Si l’ombre plaît à Reip, c’est aussi qu’elle est cette chose noire, ce décalque des êtres éclairés, dont l’inquiétante étrangeté a, de tout temps, été ressentie. La poésie latine, déjà, avait délibérément choisi « le mot umbra pour évoquer l’état de l’être humain après sa mort et [aboli] toute différenciation lexicale entre l’ombre portée, le mort revenant à une apparence de vie, et une série de phénomènes liés à l’absence de lumière » (12). White Spirit est, sur le plan des affects, une pièce instable : drôle, poétique, d’humeur cartoonisante, mais aussi, notamment en raison de son recours à l’ombre, mélancolique, presque macabre. Et s’il était besoin de souligner son côté sombre, on s’aviserait qu’elle entretient des ressemblances avec Professeur Suicide (1995) d’Alain Séchas (13). Les deux pièces partagent un plateau circulaire (celui de Professeur Suicide n’est toutefois pas en mouvement), sur lequel sont disposées figures et lumières. Les figures des deux œuvres entrent en étroit commerce avec un écran voisin (dans un cas, leurs ombres y sont projetées ; dans l’autre, un dessin animé les reproduit). La même année que Professeur Suicide, Séchas réalise Petits films d’animation, dont certaines séquences, « Les Papillons » par exemple, témoignent d’un esprit fort parent de White Spirit. On rappellera, pour conclure sur ce chapitre, que l’une des Petites Découpes en papier noir (1994) de Séchas représente un manège.

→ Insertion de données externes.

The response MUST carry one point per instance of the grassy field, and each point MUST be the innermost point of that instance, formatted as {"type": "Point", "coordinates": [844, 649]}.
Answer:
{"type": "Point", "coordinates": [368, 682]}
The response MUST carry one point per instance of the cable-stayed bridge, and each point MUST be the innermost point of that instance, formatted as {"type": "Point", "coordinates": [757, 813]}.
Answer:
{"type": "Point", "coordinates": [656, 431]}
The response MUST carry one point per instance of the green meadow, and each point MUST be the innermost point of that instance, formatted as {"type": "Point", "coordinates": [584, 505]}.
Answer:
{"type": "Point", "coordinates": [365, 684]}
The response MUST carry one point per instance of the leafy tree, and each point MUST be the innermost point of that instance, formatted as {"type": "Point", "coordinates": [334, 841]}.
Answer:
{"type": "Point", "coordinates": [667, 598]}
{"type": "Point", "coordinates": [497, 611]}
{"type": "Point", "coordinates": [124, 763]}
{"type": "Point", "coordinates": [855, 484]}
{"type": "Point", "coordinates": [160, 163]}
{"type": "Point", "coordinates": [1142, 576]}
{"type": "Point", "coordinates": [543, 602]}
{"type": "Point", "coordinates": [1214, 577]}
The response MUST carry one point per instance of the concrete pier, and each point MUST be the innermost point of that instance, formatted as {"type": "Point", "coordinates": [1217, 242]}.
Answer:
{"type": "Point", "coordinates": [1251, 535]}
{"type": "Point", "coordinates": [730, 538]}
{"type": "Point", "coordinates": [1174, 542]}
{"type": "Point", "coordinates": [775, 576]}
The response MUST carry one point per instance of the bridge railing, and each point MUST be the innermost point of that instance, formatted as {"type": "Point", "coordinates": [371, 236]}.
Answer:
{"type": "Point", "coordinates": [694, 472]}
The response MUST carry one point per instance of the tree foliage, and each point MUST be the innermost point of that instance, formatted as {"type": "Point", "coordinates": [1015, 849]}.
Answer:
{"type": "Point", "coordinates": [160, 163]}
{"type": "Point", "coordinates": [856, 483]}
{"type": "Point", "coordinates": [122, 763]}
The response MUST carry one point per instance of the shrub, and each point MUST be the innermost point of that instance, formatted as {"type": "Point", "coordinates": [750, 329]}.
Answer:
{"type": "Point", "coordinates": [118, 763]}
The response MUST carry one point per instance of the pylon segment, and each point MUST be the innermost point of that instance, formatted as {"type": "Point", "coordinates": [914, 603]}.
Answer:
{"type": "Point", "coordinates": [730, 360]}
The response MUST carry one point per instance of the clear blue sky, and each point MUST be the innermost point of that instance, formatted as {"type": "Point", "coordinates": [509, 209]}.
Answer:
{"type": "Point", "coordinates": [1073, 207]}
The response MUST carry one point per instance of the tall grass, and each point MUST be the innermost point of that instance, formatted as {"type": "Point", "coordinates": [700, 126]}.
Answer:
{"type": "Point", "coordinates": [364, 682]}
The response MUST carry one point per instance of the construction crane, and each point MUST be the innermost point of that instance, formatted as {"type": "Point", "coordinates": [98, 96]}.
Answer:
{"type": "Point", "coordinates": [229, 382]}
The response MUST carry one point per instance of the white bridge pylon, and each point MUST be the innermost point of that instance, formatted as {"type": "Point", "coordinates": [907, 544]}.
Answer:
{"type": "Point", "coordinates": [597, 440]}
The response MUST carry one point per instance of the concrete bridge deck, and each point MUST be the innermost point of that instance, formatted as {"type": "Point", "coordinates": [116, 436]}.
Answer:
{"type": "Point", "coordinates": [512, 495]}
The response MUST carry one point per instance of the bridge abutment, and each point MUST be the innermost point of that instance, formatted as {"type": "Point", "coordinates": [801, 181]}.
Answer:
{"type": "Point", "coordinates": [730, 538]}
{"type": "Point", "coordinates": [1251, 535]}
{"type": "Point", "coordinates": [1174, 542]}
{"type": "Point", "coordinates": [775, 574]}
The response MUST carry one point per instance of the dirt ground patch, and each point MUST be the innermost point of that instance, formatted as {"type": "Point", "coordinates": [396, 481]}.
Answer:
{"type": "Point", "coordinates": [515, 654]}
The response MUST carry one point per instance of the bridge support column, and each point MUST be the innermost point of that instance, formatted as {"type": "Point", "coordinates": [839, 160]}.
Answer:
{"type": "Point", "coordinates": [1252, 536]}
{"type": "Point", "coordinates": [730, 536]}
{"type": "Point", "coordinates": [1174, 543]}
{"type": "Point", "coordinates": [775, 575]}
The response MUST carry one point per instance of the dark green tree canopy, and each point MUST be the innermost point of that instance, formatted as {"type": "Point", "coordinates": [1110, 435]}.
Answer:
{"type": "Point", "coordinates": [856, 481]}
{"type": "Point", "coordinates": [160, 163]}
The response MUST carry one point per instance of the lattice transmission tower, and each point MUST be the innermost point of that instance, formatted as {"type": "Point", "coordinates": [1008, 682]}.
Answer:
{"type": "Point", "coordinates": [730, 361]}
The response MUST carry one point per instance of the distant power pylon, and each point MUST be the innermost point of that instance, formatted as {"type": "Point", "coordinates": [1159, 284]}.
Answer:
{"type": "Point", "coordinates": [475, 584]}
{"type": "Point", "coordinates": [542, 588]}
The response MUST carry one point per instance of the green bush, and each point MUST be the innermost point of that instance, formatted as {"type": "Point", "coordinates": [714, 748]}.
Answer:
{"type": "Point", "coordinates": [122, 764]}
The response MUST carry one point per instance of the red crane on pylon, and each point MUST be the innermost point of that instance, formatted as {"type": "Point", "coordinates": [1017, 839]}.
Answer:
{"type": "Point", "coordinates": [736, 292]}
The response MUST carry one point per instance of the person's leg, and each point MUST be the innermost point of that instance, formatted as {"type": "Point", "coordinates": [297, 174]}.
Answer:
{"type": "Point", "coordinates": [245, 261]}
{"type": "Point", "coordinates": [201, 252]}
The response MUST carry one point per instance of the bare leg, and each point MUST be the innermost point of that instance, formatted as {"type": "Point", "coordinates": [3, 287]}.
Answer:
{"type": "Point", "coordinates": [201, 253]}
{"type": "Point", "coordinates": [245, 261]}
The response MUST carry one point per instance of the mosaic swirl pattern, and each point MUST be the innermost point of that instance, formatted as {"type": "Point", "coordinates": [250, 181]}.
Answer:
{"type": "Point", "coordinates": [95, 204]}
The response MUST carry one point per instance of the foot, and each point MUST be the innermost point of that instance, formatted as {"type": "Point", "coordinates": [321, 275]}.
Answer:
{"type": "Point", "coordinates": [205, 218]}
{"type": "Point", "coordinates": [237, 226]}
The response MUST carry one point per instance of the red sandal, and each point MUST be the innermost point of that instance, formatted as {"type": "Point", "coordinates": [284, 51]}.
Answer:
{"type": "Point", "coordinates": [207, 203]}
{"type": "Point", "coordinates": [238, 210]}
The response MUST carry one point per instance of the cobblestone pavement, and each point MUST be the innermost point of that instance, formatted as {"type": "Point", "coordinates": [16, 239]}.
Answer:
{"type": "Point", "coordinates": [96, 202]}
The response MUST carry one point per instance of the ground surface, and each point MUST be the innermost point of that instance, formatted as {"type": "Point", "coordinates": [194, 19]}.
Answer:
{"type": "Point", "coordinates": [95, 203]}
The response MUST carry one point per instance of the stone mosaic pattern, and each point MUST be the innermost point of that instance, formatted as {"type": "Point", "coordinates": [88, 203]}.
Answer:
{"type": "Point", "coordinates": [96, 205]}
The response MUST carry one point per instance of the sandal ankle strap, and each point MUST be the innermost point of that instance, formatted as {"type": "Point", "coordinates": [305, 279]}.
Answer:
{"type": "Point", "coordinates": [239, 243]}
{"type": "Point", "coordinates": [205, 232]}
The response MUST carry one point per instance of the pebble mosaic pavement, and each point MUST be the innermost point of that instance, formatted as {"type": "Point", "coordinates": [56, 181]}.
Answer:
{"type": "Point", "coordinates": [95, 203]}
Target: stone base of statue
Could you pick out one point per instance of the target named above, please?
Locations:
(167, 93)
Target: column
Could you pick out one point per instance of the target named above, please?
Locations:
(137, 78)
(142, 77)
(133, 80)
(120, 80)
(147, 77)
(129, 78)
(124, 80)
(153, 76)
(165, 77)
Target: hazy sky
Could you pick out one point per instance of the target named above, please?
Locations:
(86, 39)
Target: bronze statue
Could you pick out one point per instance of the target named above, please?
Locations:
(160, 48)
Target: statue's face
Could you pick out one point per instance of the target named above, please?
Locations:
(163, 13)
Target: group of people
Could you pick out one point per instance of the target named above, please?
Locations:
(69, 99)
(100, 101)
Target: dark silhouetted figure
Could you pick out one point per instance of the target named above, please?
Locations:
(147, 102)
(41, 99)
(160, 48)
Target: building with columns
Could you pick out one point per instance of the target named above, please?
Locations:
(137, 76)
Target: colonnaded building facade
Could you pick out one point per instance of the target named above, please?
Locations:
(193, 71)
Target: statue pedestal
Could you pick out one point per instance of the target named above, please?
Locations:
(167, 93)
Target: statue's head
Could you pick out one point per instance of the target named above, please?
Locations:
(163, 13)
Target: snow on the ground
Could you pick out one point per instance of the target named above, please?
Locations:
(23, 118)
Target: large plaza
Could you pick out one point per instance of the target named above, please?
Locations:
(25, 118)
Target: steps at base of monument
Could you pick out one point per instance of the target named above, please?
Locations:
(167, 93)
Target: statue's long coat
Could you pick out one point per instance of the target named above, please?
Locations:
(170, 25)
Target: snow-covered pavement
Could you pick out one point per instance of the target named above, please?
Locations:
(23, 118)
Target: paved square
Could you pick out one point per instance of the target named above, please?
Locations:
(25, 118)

En faisant défiler des ombres sur l’écran de White Spirit, Reip cherche bien à mobiliser une réalité mystérieuse et troublante, fantomatique. À l’évidence, l’ombre est l’instrument rêvé d’un art qui sait que vouloir rompre avec toute forme de magie fait partie de ces utopies modernistes dont la réussite supposerait la fin de cela même qui les a portées. L’artiste doit assumer sans complexe son irréductible statut de magicien, Reip le sait (14). Aussi manigance-t-il la fantasmagorie de White Spirit : les silhouettes noires traversent l’écran blanc pour manifester un art conscient que l’enchantement lui est consubstantiel. « Et lors même que tout cela ne serait que fantômes qui passent, encore ces fantômes font-ils notre bonheur quand nous nous tenons là, et que, tels des gamins ébahis, nous nous extasions sur ces apparitions merveilleuses », dues aux lanternes magiques (15).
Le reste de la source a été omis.